Your Twitter avatar, that little picture that accompanies every single message you publish on the network, is important. Probably more important than you think – a poll I ran a couple of years ago revealed that only 5% of my readers didn’t care about the avatar of the people they were following.

Here are five quick tips to help you get it right.

1. We Want To See YOU

You should always use a recent photo of your face for your avatar – 58% of my readers prefer and expect that.

And just your face – not a close-up of your eyeball, not a picture of you (at least, we think it’s you) from a mile away, and definitely not a picture of your pet, your baby, your favourite celebrity or all of the above. Just your face, shoulders up, and nothing too staged or iStockphotoesque. A good, but regular picture of you.

Exceptions: if you’re a brand with an established, recognisable logo, and/or your Twitter profile is managed by a team (as opposed to one person), then it makes sense to put your ego to one side and use your logo.

Otherwise, no exceptions. Face, face, face.

2. Your Avatar Needs To Be BIG (Not Small)

Upload a large image in as high a resolution as you can manage taken with a decent digital camera – go for a JPG or PNG over a GIF. Twitter allows up to 700KB and will shrink it down for you to 48×48 pixels, but when somebody visits your profile page and clicks on your image it should get bigger, not stay the same size. I’ve requested a close-up – please don’t disappoint.

(I’ve actually seen a few that get smaller – just how low does your self-esteem have to be?)

Moreover, many Twitter clients (i.e., TweetDeck) enlarge the avatar when somebody clicks on a profile, and a small, low-res image will display extremely pixelated.

I recommend uploading avatars of at least 400×400 height and width. Twitter will take care of the rest.

3. Animation Sucks

Nobody thinks your dancing banana, spinning vortex or crudely hacked together 3-second movie clip is cool or interesting. It’s an instant turn-off. I don’t want to see that crap in my stream – so I unfollow or block. Make it your face, and make it static.
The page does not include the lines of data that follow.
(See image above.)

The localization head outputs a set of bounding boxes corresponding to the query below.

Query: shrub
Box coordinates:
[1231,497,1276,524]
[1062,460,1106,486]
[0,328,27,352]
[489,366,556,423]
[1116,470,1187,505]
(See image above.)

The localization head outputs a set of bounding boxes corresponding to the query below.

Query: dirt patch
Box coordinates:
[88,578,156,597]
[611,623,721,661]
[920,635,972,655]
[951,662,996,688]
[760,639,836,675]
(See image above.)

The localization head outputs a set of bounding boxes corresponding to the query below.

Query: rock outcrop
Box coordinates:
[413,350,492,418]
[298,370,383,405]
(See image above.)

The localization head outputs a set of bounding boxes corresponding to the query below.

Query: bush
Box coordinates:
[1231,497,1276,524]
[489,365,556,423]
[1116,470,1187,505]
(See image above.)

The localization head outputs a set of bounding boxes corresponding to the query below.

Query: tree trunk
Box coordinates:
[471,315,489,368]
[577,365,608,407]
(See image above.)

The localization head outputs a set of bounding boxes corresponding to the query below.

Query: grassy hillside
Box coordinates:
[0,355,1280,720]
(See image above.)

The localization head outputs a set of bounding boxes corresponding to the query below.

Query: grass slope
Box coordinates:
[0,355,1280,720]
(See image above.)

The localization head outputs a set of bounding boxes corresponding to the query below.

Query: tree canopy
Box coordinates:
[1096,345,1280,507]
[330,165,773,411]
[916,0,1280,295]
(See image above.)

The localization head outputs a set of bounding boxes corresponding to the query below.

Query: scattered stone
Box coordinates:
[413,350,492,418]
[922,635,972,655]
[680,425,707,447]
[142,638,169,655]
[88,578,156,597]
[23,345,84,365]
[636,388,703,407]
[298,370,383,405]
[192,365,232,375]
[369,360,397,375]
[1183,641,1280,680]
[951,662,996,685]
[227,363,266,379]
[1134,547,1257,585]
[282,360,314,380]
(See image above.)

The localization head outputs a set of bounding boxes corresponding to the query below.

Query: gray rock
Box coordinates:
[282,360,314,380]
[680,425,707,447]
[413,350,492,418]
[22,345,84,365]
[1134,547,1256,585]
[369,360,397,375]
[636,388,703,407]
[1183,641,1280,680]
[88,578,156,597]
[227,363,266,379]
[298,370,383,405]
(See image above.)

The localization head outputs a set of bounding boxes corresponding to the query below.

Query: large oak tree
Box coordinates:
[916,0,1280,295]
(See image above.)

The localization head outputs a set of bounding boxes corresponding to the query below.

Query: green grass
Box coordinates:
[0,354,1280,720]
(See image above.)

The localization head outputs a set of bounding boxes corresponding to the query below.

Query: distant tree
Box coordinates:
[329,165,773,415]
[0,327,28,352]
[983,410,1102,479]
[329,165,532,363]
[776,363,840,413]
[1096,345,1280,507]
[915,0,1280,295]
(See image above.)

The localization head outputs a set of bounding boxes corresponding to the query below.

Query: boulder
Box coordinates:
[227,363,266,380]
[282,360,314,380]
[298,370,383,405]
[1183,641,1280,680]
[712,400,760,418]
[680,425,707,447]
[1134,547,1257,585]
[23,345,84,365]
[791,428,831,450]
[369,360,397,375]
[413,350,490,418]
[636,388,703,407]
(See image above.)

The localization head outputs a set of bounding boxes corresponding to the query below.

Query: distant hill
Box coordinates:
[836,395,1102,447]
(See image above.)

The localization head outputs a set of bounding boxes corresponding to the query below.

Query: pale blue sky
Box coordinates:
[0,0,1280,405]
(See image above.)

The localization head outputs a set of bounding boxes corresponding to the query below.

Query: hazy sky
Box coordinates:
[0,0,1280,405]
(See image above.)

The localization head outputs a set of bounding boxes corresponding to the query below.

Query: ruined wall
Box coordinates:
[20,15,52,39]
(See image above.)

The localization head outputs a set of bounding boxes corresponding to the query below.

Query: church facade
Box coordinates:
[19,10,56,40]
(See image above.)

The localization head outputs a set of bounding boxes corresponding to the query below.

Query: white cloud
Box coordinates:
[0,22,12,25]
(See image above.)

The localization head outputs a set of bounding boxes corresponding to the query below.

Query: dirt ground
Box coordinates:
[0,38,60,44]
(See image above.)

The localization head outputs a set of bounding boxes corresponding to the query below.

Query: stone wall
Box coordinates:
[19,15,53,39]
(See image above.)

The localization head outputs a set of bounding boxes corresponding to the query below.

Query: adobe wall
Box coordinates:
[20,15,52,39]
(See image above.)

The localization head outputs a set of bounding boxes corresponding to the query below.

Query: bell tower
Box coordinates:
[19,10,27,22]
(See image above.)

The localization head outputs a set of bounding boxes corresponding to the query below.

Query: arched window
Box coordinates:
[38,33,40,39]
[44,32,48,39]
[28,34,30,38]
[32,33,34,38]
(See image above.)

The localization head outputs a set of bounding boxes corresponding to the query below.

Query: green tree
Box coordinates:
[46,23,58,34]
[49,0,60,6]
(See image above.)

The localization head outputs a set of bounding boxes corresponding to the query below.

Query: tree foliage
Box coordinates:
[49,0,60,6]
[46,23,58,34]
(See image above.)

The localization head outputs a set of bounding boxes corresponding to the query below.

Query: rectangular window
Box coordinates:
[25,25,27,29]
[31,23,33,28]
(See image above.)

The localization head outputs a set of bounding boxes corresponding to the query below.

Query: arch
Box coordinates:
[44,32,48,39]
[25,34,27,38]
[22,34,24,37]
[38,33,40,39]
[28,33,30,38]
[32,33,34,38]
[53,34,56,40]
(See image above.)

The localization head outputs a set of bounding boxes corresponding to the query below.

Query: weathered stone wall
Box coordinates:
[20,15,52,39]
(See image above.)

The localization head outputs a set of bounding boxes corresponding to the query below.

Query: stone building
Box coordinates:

4. Be Sparing With Charity

Twitter is a great place to raise awareness of charities and causes, and lots of people like to use ‘twibbons’ and similar avatar bolt-ons to do their part. That’s nice, but putting aside how effective these things are at the best of times, if you’re always promoting one cause or another the message quickly gets diluted and lost.

If you do it very occasionally, somebody might actually notice. Do it all the time and it becomes just another banner ad.

5. Stick With It

Once you’ve found a profile photo you love – and this should be approached en masse, much like a beauty magazine editor finds that perfect picture of this month’s pretty young thing – stay with it for a long time. Don’t change it the next week, or even the next month. Your profile image is part of your brand. People become accustomed to your face, and start to look for it.

Which means that once you’ve found that perfect avatar, don’t just use it on Twitter – use it everywhere. Facebook, Google, LinkedIn, your blog, and so on.

And when you do change it, announce it. Otherwise you might just disappear.

Bonus Tip: Keep Things Under Wraps

Male or female, avoid showing too much flesh. Unless you’re:

(a) working in an industry where that is expected or

(b) really, really desperate

in which case knock yourself out. But showing a little too much skin means that nobody is going to take you seriously, and you’re only going to attract a certain kind of person. Which is fine if that is what you want. But, deep down, I don’t think it really is. Amirite?

Conclusion

Your profile picture matters – it matters a great deal. That doesn’t mean you have to spend eons aching and obsessing over the perfect image, but it does mean you need to give some thought. Have fun with it, but make sure it serves its purpose and does the job.

Because as much as we’d like to think that people don’t judge books by their covers, or that first impressions don’t count, they absolutely, positively do. And unfortunately, they probably always will.